Ge0rg3 / requests-ip-rotator

A Python library to utilize AWS API Gateway's large IP pool as a proxy to generate pseudo-infinite IPs for web scraping and brute forcing.
https://pypi.org/project/requests-ip-rotator/
GNU General Public License v3.0
1.36k stars 140 forks source link

403: forbidden #36

Closed jherrerogb98 closed 2 years ago

jherrerogb98 commented 2 years ago

I am experiencing a strange situation:

I know it has to be something related to headers because if i dont use any header I always get 403, but even using headers in the second link i cant get a 200 response. I dont know if something like this has happened to any of you. If someone knows the issue i would appreciate a lot if they let me know. Thank you!

Ge0rg3 commented 2 years ago

Hi, have you tried including all headers? Such as:

 s.get("https://www.zillow.com/homedetails/14851-SW-150th-St-Miami-FL-33196/44327576_zpid/", headers={
    ...:     "accept": "text/html,application/xhtml+xml,application/xml;q=0.9,image/avif,image/webp,image/apng,*/*;q=0.8,application/signed-exchange;v=b3;q=0.9",
    ...:     "accept-language": "en-GB,en-US;q=0.9,en;q=0.8",
    ...:     "cache-control": "no-cache",
    ...:     "pragma": "no-cache",
    ...:     "sec-fetch-dest": "document",
    ...:     "sec-fetch-mode": "navigate",
    ...:     "sec-fetch-site": "cross-site",
    ...:     "sec-fetch-user": "?1",
    ...:     "sec-gpc": "1",
    ...:     "upgrade-insecure-requests": "1"
    ...:   }, allow_redirects=False)

I notice with this, it redirects me to a captcha so it looks like you'll have to deal with that too 😄 Hope this helps

jherrerogb98 commented 2 years ago

Thanks for answering so fast! Withouth the redirect my response is blank, athough when i paste the same link in Chrome there it seems to work. I copied my chrome headers and still couldnt make it work unluckily.

Ge0rg3 commented 2 years ago

Interesting -- sounds like a cookie's being set?

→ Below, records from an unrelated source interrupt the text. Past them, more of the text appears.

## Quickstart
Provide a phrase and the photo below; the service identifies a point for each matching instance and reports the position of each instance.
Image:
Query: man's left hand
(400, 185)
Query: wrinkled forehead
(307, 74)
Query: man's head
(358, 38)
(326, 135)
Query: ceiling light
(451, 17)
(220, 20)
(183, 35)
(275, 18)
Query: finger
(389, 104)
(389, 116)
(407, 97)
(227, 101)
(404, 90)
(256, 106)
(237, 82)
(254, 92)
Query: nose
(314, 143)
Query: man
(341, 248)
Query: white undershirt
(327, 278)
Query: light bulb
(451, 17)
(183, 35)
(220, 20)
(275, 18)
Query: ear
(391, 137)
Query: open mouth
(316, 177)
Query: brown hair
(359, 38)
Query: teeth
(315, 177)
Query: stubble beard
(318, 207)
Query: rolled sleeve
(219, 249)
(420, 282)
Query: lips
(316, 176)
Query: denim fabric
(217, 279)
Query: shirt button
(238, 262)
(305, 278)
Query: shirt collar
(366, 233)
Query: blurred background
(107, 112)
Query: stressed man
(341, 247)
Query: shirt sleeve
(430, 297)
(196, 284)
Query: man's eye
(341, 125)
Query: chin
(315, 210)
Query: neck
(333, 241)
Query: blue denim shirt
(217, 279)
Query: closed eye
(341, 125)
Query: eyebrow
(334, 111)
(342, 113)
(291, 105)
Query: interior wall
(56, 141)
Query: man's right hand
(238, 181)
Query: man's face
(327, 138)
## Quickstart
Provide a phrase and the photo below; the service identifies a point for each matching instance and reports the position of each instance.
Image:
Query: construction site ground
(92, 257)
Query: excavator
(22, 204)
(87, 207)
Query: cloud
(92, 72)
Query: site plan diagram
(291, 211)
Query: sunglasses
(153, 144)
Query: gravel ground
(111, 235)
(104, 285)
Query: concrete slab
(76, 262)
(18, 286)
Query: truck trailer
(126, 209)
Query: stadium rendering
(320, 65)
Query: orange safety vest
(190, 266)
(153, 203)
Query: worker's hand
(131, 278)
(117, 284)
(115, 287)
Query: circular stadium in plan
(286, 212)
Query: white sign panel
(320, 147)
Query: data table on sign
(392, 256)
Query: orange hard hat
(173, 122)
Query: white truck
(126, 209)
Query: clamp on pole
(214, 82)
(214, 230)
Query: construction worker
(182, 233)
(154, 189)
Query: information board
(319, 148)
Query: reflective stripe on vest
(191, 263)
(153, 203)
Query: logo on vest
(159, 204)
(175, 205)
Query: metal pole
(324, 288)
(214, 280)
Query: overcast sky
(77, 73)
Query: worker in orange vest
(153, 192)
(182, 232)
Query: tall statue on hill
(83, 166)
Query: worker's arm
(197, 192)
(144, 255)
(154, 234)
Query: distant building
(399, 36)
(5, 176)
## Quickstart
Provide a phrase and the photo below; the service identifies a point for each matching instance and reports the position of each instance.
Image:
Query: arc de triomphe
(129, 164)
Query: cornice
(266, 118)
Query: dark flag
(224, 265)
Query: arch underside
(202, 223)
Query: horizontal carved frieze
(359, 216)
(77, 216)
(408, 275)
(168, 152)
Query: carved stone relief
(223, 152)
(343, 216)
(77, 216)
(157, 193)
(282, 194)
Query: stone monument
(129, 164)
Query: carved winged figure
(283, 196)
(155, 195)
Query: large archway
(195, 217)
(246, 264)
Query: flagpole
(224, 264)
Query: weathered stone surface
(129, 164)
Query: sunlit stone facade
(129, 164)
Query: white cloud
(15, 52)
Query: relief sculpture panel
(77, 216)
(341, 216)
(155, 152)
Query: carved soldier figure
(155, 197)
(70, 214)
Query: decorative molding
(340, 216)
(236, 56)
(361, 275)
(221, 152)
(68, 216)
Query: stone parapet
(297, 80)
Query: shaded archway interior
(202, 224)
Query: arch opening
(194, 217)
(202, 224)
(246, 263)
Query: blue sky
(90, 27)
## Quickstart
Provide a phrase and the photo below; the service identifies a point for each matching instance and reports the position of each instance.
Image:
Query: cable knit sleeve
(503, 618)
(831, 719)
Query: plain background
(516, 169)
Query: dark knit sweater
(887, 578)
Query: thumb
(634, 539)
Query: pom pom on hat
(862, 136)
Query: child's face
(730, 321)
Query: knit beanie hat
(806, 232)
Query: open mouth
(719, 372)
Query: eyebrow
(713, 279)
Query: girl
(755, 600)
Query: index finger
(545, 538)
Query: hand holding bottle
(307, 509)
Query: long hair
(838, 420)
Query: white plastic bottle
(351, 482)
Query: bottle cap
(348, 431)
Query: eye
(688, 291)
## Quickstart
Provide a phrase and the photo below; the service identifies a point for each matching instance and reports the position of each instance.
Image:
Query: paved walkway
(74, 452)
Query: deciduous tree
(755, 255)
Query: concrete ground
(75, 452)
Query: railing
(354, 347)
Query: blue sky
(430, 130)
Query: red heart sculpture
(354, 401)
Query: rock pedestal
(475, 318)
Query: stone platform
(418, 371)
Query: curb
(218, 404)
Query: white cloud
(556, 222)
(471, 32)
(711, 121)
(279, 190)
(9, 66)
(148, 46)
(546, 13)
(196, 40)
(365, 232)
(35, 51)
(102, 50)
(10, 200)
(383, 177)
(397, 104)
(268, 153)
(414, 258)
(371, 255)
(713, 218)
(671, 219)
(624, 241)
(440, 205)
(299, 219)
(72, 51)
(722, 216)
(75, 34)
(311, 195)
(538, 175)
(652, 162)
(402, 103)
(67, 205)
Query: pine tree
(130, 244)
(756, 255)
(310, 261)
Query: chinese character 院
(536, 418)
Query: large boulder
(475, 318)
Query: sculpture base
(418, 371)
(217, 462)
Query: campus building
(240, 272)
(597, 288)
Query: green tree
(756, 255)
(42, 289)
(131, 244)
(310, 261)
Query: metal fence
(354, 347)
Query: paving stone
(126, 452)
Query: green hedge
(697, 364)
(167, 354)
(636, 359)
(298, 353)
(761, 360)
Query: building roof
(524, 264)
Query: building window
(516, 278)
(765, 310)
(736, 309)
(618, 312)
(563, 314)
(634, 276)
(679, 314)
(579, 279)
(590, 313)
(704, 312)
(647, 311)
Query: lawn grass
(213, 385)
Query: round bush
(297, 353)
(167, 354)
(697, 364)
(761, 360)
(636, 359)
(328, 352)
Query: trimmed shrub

jherrerogb98 commented 2 years ago

Maybe yes, when I do a request in postman, if I leave the cookie I am automatically redirected to a captcha. I think the same happens with AWS requests

Ge0rg3 commented 2 years ago

Cool, so sounds like the site itself is blocking -- please let me know if you need any more guidance on this.